Ervine said the Dixie Darlings' popularity extended
well beyond the Southern Miss campus. For years, the group was regularly
invited to perform at the Blue-Gray game, the Senior Bowl, the Sugar
Bowl and in the Miss America parade. Once, while Ervine was a Dixie
Darling in the early 1960s, the group performed at an all-star football
game at Soldier Field in Chicago. "I can remember we would
get off the bus and immediately be asked for autographs," Ervine
said. "We got a lot of national attention."
Powell and her fellow Dixie Darlings have fond memories
of their days as members of the "World-famous Dixie Darlings"
50 years later. "We had a good time, and got a lot of attention
from the boys, and that was a whole lot of fun, too," she said,
laughing. "It was an honor to be a Dixie Darling."
Scimeca McHenry will revive her role as leader of
the group, helping her 1954 colleagues practice their old dance
routines for their big day. "I told (fellow Dixie Darling)
Miriam (Moyer Middleton), 'Isn't it wild that 50 years later we're
still preparing to do these same dances (for the reunion)?'"
Scimeca said. "I never dreamed then (1954) that the Dixie Darlings
would still be going strong and be so popular.
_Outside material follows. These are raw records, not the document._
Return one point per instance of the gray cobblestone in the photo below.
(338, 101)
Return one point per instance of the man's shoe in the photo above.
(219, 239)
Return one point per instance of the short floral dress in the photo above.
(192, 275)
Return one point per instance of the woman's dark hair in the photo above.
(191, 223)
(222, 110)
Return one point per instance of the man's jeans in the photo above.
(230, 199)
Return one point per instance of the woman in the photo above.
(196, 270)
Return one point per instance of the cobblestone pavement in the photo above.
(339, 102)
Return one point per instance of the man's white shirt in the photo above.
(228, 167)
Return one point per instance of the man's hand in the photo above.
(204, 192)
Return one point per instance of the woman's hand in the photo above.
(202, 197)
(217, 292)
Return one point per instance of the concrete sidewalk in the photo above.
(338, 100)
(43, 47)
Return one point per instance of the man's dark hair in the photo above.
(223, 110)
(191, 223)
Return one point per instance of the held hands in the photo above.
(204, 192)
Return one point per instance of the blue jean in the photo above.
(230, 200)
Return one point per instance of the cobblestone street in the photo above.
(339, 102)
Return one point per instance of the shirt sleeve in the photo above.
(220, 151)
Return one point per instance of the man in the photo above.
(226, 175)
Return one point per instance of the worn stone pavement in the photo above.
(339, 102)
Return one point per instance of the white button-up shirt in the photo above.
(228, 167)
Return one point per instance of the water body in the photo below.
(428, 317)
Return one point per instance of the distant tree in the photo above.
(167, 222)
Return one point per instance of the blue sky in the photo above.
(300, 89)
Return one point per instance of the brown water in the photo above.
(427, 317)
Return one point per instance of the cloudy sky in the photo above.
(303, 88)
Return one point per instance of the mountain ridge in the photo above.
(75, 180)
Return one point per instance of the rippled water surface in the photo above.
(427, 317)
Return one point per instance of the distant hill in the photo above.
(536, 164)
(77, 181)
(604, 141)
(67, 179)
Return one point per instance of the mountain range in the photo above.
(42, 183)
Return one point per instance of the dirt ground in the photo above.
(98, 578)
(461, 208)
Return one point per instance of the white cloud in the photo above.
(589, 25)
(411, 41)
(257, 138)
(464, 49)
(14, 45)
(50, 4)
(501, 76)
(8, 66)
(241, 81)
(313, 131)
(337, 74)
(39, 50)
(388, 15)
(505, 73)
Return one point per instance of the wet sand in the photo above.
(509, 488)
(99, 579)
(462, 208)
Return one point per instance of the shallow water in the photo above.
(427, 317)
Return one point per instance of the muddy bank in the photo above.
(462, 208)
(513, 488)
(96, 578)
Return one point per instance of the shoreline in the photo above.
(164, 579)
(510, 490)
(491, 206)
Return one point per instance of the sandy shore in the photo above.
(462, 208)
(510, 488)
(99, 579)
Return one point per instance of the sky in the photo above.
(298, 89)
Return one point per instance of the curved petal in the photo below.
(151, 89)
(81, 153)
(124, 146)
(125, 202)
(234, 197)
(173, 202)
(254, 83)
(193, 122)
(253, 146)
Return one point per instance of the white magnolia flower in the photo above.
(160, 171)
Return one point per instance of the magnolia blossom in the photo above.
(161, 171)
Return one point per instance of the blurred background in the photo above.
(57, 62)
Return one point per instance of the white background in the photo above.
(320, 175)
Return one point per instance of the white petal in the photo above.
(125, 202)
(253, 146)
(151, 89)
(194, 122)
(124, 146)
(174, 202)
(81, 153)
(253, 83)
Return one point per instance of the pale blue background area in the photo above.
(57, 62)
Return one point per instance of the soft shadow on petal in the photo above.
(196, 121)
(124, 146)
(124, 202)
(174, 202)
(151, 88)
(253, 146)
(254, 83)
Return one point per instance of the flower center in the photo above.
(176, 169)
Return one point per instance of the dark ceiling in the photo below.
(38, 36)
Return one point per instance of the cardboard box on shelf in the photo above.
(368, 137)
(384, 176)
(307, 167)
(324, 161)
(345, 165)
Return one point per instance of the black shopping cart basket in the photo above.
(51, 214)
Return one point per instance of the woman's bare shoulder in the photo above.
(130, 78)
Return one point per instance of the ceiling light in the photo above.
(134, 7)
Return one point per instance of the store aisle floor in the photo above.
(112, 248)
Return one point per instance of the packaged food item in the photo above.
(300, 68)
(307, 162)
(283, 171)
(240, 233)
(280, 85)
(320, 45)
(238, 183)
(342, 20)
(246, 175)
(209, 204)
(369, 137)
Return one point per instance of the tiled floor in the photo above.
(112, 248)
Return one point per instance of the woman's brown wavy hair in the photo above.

It's nice to be honored
for something you did 50 years ago."
Sarah Rouse, 18, of Hattiesburg is a Southern Miss
journalism-public relations major and a first-year Dixie Darling.
"It's really big that we've been going on this long and still
have the tradition of performing the same moves," she said.
"I'm excited about being a member; it's exciting to be there
on the field in front of huge crowds."
For the homecoming event, Rouse said the 1954 members
are ready to show off their talents. "They've been practicing
with us and they really know their stuff," she said.